3.4. Turn a successful run into a saved plan
- Run a task to completion (e.g., "Onboard new hire John Smith in Okta, AWS, and Github")
- Click "Save as reusable plan"
- The agent extracts the generalized template ("Onboard new hire
{name}in{services}") - Next time you ask it, the agent recalls the template and executes 3x faster
Internally, saved plans are stored via AutoGen's Task-Centric Memory abstraction. Retrieval by task similarity, not keyword match.
3.5. Build your own Magentic-UI-style UX on Claude
You don't have to use Magentic-UI literally. The pattern ports to the Claude Agent SDK:
from claude_agent_sdk import ClaudeSDKClient, ClaudeAgentOptions
def pre_tool_hook(ctx):
tool, args = ctx["tool_name"], ctx["args"]
if tool == "browser_click" and looks_irreversible(args):
ok = input(f"Approve click {args['selector']}? [y/N] ")
return None if ok.lower() == "y" else {"block": "Denied"}
return None
def plan_preview(plan_text):
print("Proposed plan:\n", plan_text)
return input("Accept? [y/edit/n] ")
options = ClaudeAgentOptions(
model="claude-opus-4-7",
permission_mode="default", # ask before non-edit tools
hooks={"PreToolUse": [{"matcher": "*", "hooks": [pre_tool_hook]}]},
)
Add a front-end that renders the plan, streams the action log, and surfaces the approval prompts. You've rebuilt the Magentic-UI steering pattern in about 200 lines of UI code.
3.6. Benchmarks to target
If you're building web agents, aim for:
- GAIA (legacy): at least 35% autonomous is competitive
- Gaia2: the successor; treat as your primary benchmark
- WebArena: static web-navigation with ground-truth actions
- Real customer tasks: the only benchmark that actually matters
Gate your rollouts on all three.
4. Design patterns to steal
4.1. Plan-first, execute-second
Never start execution on a multi-step task without surfacing the plan.
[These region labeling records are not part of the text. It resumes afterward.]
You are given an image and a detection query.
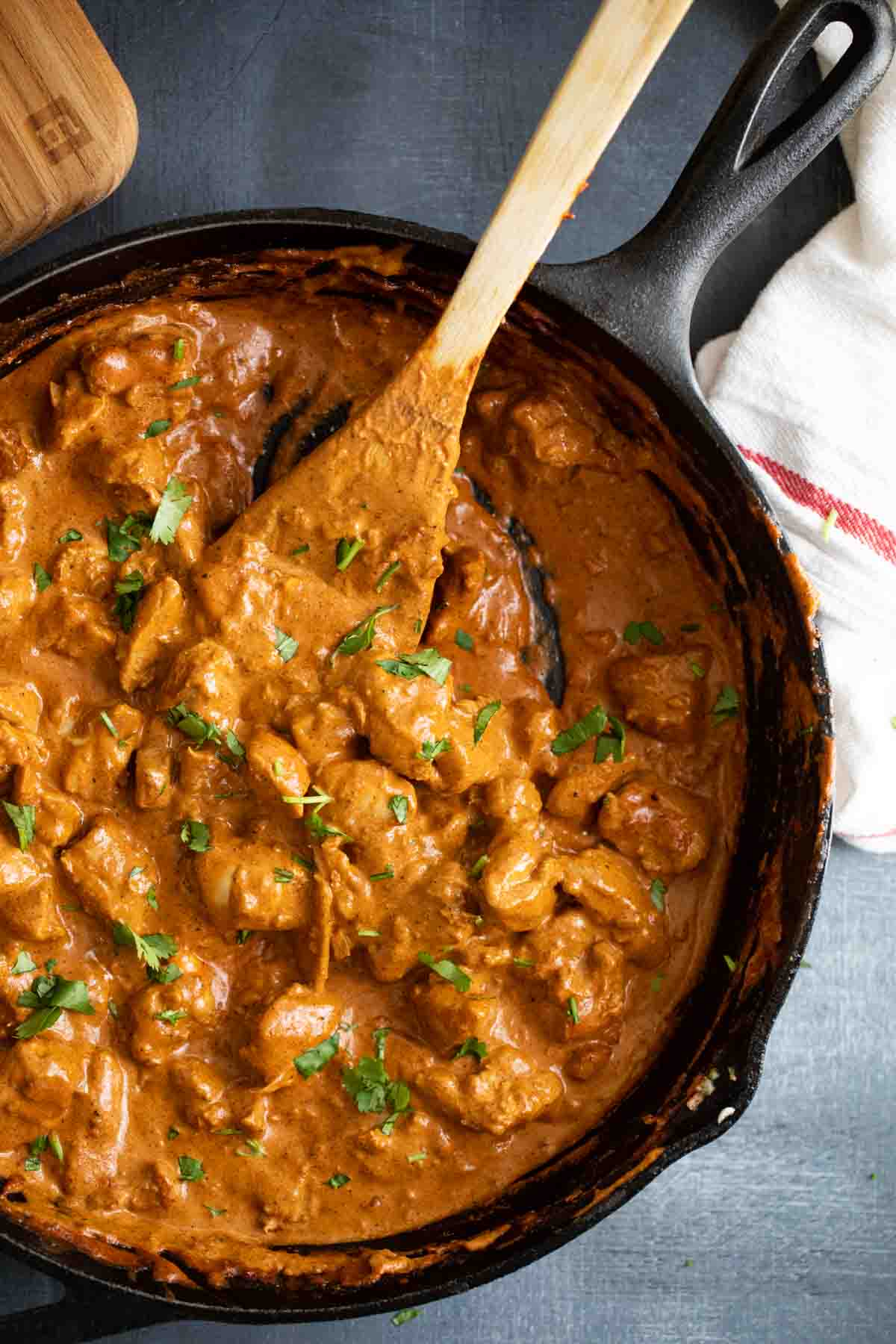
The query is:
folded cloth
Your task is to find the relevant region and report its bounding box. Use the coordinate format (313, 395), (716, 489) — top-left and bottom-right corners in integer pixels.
(697, 0), (896, 853)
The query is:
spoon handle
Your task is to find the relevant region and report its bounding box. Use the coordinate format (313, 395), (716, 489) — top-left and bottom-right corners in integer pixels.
(427, 0), (693, 373)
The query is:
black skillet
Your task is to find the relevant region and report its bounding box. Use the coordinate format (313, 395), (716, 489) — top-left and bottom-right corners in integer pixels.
(0, 0), (896, 1344)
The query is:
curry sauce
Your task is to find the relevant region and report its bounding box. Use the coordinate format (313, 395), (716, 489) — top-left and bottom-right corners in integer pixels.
(0, 254), (746, 1266)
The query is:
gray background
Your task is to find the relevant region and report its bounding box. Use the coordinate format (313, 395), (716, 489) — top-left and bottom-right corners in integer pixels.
(0, 0), (896, 1344)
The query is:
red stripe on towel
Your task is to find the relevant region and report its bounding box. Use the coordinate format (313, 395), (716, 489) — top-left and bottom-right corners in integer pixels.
(739, 445), (896, 564)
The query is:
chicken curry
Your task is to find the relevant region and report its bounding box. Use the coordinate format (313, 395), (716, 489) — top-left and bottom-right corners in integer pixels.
(0, 249), (746, 1267)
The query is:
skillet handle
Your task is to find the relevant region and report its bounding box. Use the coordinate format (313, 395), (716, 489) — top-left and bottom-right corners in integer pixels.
(538, 0), (896, 388)
(0, 1285), (184, 1344)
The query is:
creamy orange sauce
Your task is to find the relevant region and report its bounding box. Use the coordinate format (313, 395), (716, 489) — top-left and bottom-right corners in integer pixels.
(0, 252), (744, 1265)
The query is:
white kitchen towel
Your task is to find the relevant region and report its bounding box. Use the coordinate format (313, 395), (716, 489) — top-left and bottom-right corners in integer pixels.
(697, 7), (896, 853)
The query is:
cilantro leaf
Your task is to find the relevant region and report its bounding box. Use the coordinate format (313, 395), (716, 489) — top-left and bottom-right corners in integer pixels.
(111, 921), (180, 980)
(388, 793), (408, 827)
(34, 561), (52, 593)
(373, 561), (402, 593)
(451, 1036), (489, 1059)
(376, 649), (451, 685)
(177, 1153), (205, 1180)
(417, 951), (473, 995)
(3, 800), (35, 853)
(551, 704), (607, 756)
(417, 736), (451, 762)
(333, 602), (398, 657)
(336, 536), (364, 573)
(473, 700), (501, 746)
(180, 817), (211, 853)
(709, 685), (740, 729)
(149, 476), (193, 546)
(293, 1031), (338, 1078)
(274, 626), (298, 662)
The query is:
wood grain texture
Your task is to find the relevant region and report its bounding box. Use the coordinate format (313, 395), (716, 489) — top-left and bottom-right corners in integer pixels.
(430, 0), (693, 370)
(0, 0), (896, 1344)
(0, 0), (137, 257)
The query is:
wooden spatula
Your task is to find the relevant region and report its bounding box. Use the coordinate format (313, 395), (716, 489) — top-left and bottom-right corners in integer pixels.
(195, 0), (692, 669)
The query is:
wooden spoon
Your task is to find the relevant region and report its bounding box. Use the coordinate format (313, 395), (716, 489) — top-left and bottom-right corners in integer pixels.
(193, 0), (692, 672)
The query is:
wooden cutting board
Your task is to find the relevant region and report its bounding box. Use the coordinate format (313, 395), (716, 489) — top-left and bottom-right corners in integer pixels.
(0, 0), (137, 257)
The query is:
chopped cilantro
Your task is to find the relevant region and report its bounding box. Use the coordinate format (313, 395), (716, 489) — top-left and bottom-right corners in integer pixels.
(373, 561), (402, 593)
(388, 793), (408, 827)
(417, 951), (473, 995)
(622, 621), (662, 645)
(594, 714), (626, 765)
(111, 921), (180, 978)
(473, 700), (501, 746)
(417, 736), (451, 762)
(177, 1153), (205, 1180)
(34, 561), (52, 593)
(293, 1031), (338, 1078)
(113, 570), (145, 635)
(451, 1036), (489, 1059)
(551, 704), (607, 756)
(711, 685), (740, 729)
(274, 626), (298, 662)
(149, 476), (193, 546)
(376, 649), (451, 685)
(333, 603), (396, 656)
(180, 817), (211, 853)
(140, 420), (170, 438)
(3, 800), (37, 853)
(336, 536), (364, 573)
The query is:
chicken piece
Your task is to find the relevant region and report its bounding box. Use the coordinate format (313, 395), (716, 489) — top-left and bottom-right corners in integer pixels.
(158, 640), (239, 732)
(482, 776), (541, 827)
(479, 821), (560, 933)
(609, 645), (712, 742)
(0, 481), (28, 561)
(131, 974), (217, 1067)
(0, 420), (37, 481)
(118, 574), (187, 692)
(284, 695), (358, 774)
(240, 984), (341, 1083)
(598, 773), (711, 874)
(544, 756), (638, 827)
(37, 588), (116, 662)
(193, 833), (314, 933)
(169, 1055), (232, 1132)
(411, 976), (498, 1051)
(364, 863), (474, 981)
(63, 1050), (129, 1208)
(134, 715), (175, 812)
(177, 747), (239, 795)
(0, 833), (63, 942)
(52, 541), (116, 602)
(246, 729), (309, 817)
(60, 813), (158, 933)
(560, 845), (668, 966)
(0, 564), (37, 625)
(13, 765), (84, 848)
(62, 703), (144, 803)
(317, 759), (420, 879)
(47, 368), (106, 453)
(0, 1032), (84, 1132)
(412, 1045), (563, 1139)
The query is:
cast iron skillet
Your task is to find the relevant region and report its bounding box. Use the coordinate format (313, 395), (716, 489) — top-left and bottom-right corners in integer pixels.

It's cheap (one extra model call) and catches alignment errors before they become side effects.
4.2. Narrate actions
"About to click X" or "about to send Y." Feels verbose, but in practice users read the first few and zone out until something important. When they do look, they catch mistakes.
4.3. Allow-list, don't deny-list
Whitelist the domains you're willing to act on. You can't enumerate every malicious site; you can enumerate every legitimate one.
4.4. Sandbox per capability
One container for the browser. A separate container for code execution. A separate container for file I/O. Compromise of one doesn't propagate.
4.5. Pause is a first-class button
Every agent-running UI should have a giant stop button that's impossible to miss. Users will trust the agent more when they know they can always stop it.
4.6. Post-run reflection
"Would you like to save this as a reusable plan?" Offer it after every successful run. You're building a library of templates for free.
5. Key takeaways
- "Human in the loop" is the highest-leverage design decision in 2025 web agents. 10% help, 71% boost.
- UX primitives beat better models. Co-planning, action guards, plan learning.
- Multi-agent plus sandboxing plus allow-list is the working safety stack. Copy it.
- Saved plans are essentially free memoization. Turn every win into a template.
- Don't ship autonomous web agents. Ship steerable ones.